En entendant l'évidence, je ne peux empêcher mon cœur de se rétracter dans ma poitrine. Je n'ai plus faim. Je débarrasse mon assiette en prétextant un mal de crâne et quand ma mère me demande s'il n'y a pas autre chose, je nie en insistant sur le fait que je suis vraiment fatigué. Elle acquiesce, répète qu'elle m'aime et qu'elle viendra me dire bonne nuit. Mais je n'ai pas envie qu'elle vienne. Je n'ai plus envie de rien.
La nuit suivant ce jour des révélations a probablement été l'une des plus longues de ma vie. Je n'ai pas dormi. La chambre de ma mère est au même étage que la mienne, alors j'ai fait l'effort de hurler en silence. Ma voix n'a pas couverte celle des démons, alors ils sont restés toute la nuit. Mais quand je sais qu'ils sont là, cela signifie que je me lèverai sereinement le lendemain matin. C'est quand j'oublie leur présence que c'est dangereux.
Je ne les ai pas oubliés. Alors quand le soleil a finalement filtré à travers le rideau de ma chambre, tout allait bien. Parce que j'avais compris.
Jusqu'ici, j'ai toujours cru que les choses se présentaient de cette façon. Il y avait Astrid, moi et ce lien qui ne cessait de se renforcer. Il y avait Sirius, moi et toutes ces couleurs que l'on découvrait ensemble. Mais j'ignorais qu'il y avait aussi Astrid et Sirius, sans moi. Pendant des heures, des jours et des mois, sans qu'aucun ne juge nécessaire de m'en parler. Et après cette nuit éveillé, ces choses qui, la veille encore, me semblaient si flous et obscurs ont fini par retrouver toute leur limpidité.
Sirius et Astrid ne m'ont pas prévenu pour leur couple, non pas parce qu'ils redoutaient ma réaction, mais bien parce qu'ils s'en moquaient complètement. L'amour s'est invité à leur rendez-vous, l'amour dont on parle dans les chansons, celui qui fait souffrir, celui qui fait vivre, celui qui abandonne, celui qu'on désire à en mourir, l'amour si puissant qu'il annihile tout.
Alors, je ne leur en veut pas. Sirius et Astrid s'aiment et c'est bien plus important que tout le reste. C'est bien plus important que moi. Je me suis senti trahi mais c'est simplement parce que je n'arrivais pas à accepter la vérité qui est qu'eux ont toujours été bien plus importants pour moi que je ne l'ai été pour eux.
Comme chaque humain, je suis coincé dans mon esprit, avec mes émotions et les choses avec lesquelles je lutte et j'ai tendance à oublier que la place des autres dans ma vie ne correspondra jamais exactement avec ma place dans la leur. Et ce n'est rien d'autre que du pur égoïsme. J'ai toujours voulu être le meilleur fils, le meilleur cousin, le meilleur ami. J'ai échoué. Alors il est normal que je sois puni.

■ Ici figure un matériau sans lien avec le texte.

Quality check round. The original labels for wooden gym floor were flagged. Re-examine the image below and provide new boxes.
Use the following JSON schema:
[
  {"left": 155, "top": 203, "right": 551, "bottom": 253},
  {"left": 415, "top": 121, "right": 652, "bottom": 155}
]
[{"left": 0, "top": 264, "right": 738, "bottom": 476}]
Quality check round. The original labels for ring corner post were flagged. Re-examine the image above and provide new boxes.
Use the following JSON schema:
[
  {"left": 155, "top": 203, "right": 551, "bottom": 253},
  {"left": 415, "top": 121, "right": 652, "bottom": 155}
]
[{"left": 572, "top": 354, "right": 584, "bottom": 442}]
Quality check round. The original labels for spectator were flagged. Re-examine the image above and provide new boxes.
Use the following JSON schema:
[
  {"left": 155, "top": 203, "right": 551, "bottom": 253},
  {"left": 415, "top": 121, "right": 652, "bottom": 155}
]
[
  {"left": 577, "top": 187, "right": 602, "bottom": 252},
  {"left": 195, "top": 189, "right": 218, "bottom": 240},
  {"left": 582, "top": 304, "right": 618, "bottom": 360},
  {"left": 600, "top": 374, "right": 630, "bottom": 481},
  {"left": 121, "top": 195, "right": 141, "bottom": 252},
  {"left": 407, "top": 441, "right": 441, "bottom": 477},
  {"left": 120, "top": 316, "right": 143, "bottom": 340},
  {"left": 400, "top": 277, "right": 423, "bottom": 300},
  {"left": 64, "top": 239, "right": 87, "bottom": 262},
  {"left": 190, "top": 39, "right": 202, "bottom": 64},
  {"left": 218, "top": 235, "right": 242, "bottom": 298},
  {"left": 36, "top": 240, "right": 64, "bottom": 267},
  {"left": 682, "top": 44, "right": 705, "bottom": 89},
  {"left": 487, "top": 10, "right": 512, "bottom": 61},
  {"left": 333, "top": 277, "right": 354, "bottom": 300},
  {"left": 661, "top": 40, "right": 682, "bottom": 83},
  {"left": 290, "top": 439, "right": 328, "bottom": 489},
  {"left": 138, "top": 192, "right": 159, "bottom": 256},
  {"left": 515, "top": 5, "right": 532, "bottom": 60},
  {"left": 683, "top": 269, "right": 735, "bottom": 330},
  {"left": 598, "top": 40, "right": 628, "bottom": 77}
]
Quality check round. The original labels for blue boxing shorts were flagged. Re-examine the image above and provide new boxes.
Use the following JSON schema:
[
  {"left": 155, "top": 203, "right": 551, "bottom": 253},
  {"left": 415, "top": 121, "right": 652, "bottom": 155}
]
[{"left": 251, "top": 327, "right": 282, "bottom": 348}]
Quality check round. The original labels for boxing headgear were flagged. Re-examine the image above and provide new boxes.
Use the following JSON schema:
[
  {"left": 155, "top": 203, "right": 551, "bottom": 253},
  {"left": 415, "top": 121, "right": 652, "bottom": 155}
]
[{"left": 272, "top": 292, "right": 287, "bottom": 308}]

Astrid, Sirius, je suis désolé. A partir de maintenant, je vous laisserai tranquille.
C'est promis.
*
J'ai tenu ma promesse. J'ai eu l'occasion de revoir Sirius hier et je n'ai pas cédé. Il m'a proposé d'aller chez lui, après cette troisième thérapie du samedi du mois d'avril. J'ai refusé en me trouvant une excuse plausible, il a hoché la tête, m'a souri et m'a dit à bientôt. Je n'ai pas réussi à lui répondre. Il y avait eu quatre après-midis jeux vidéos jusque là et j'ignorais s'il y en aurait d'autres.

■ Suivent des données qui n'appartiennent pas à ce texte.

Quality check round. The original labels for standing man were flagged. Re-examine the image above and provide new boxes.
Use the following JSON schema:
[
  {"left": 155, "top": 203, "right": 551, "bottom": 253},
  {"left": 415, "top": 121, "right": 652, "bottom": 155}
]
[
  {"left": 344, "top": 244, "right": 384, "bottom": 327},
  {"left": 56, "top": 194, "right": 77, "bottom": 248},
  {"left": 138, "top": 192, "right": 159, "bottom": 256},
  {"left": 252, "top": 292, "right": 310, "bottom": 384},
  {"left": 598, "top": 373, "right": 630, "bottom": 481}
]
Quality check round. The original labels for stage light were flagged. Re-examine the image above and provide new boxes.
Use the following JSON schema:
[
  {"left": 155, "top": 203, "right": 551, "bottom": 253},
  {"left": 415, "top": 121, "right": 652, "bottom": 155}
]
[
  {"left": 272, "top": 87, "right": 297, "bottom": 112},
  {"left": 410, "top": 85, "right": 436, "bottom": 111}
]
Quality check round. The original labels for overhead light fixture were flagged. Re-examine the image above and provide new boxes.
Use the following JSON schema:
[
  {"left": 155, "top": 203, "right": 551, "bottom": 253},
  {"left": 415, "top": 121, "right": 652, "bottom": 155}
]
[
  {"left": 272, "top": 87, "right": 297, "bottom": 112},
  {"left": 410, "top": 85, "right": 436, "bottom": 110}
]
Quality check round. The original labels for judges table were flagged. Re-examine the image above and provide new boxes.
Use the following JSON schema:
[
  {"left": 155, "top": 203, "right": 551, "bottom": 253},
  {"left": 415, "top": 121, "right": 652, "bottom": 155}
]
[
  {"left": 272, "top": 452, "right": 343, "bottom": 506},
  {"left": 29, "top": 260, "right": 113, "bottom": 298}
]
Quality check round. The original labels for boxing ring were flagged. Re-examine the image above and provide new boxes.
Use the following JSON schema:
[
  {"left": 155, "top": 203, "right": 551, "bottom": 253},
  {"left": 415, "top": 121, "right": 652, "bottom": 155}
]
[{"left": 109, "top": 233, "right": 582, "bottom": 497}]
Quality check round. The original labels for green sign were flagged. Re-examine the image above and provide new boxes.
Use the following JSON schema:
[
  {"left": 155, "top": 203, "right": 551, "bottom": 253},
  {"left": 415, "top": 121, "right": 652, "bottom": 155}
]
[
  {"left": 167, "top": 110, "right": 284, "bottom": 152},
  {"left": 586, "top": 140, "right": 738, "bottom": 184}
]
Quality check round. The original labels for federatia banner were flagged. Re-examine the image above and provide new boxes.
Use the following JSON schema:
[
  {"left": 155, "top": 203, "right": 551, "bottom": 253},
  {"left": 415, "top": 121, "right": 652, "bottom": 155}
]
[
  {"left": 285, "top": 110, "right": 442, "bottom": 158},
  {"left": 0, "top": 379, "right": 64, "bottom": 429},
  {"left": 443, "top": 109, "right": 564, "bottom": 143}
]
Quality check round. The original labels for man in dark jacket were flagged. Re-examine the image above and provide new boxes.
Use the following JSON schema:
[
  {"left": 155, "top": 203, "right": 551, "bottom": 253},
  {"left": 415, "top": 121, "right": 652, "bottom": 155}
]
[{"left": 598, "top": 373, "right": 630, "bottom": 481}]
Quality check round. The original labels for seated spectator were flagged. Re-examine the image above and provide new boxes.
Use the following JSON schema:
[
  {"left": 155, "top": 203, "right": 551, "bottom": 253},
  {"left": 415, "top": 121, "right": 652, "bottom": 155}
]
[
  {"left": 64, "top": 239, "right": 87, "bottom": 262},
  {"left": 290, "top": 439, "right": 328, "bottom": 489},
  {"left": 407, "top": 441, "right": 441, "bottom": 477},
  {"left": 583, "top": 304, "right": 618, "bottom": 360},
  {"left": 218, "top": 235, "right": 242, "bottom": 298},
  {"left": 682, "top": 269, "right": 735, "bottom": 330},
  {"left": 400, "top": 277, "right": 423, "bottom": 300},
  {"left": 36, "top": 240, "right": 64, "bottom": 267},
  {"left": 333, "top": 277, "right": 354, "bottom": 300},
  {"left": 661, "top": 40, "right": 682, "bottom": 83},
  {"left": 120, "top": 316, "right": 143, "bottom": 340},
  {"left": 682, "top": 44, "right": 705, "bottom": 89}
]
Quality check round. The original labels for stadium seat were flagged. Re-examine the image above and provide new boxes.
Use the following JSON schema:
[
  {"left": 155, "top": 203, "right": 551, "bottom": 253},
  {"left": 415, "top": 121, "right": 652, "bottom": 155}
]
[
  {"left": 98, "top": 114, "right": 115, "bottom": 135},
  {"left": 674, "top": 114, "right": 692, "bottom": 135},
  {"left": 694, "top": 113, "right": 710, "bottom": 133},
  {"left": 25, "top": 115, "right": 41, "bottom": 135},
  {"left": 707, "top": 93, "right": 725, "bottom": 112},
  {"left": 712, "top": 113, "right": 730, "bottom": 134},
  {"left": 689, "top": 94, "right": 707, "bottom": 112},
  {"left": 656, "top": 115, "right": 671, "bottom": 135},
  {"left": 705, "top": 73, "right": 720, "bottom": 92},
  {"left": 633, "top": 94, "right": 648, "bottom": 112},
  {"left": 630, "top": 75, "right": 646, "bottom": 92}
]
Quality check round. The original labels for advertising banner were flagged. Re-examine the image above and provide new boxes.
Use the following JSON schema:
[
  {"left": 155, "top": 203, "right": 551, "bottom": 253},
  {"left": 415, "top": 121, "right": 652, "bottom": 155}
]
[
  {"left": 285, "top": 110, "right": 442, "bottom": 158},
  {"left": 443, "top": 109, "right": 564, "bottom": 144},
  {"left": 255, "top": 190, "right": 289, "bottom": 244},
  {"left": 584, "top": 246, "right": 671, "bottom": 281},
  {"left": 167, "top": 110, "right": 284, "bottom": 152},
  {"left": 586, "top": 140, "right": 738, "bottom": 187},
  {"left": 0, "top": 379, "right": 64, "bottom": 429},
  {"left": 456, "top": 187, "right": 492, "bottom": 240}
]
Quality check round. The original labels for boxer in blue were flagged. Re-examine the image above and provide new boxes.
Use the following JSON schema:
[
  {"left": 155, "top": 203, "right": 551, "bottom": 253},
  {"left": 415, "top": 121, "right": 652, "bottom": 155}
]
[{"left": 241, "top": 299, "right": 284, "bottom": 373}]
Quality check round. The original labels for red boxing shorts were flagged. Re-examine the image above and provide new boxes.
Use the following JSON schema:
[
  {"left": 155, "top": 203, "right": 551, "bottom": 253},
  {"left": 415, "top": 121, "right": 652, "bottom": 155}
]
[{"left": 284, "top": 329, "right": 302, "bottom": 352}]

Je sais que mentir est une mauvaise chose, mais je ne veux pas le blesser. Et me tenir à l'écart de lui est la bonne chose à faire pour tout le monde. Je découvre que pour faire le bien, il faut parfois passer par le mal et les concepts me semblent désormais vides de sens. Je n'ose même pas imaginer ce que penserait ma mère si elle entendait ça.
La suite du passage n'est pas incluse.